Enfuvirtide (T-20): Predicting success and modelling survival benefits
Enfuvirtide (formerly T-20) has been evaluated into randomised, comparative studies in which individuals who have been experienced with all three approved drug classes were given a new antiretroviral regimen optimised by the use of resistance testing with or without enfuvirtide in a 2:1 ratio. Both studies, known as TORO 1&2, demonstrated substantial virological and immunological advantage to including enfuvirtide in the new treatment regimen. Characteristics associated with treatment response in the Toro 1 study were recently reported at the IC AAC conference. A similar analysis of the Toro 2 study was presented at the Glasgow conference. In Toro 2, 335 individuals received enfuvirtide with optimised background therapy and 169 individuals received optimised background therapy alone. The changing baseline viral load over 24 weeks was -1.43 log in the enfuvirtide recipients and -.65 in those who received optimised background alone. This advantage of 0.78 log was highly statistically significant ( p<0.0001). Enfuvirtide recipients experienced a rise of 65 CD4 cells compared with just 38 in the control group. The number of individuals who reached a viral load less than 400 copies was 28 percent in the end for the enfurtide group and 14 percent in the control group, with 12 percent and 5% respectively achieving less than 50 copies/ml.
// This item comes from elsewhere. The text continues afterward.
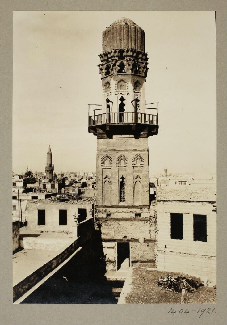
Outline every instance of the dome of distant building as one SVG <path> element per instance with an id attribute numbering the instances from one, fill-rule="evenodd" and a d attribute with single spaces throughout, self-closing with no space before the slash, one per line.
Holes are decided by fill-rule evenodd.
<path id="1" fill-rule="evenodd" d="M 128 18 L 118 19 L 103 32 L 103 52 L 114 49 L 133 48 L 145 51 L 143 30 Z"/>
Subgroup analyses indicated that the benefits of the enfuvirtide were consistently observed in both male and female, white and non-white and all patients that were older and younger than 40 years of age. Of note, individuals who entered the study with an age less than 40 years experienced a more modest and not statistically significant advantage for enfuvirtide relative to background therapy alone, whereas individuals who entered the trial with an age greater than 40 years, a greater and statistically significant advantage was observed. When groups were stratified by baseline viral load less than or greater than 40,000 copies/ml and by baseline CD4 less than or greater than 100 cells/mm3, significant and consistent advantages to enfuvirtide over optimised background therapy alone were observed.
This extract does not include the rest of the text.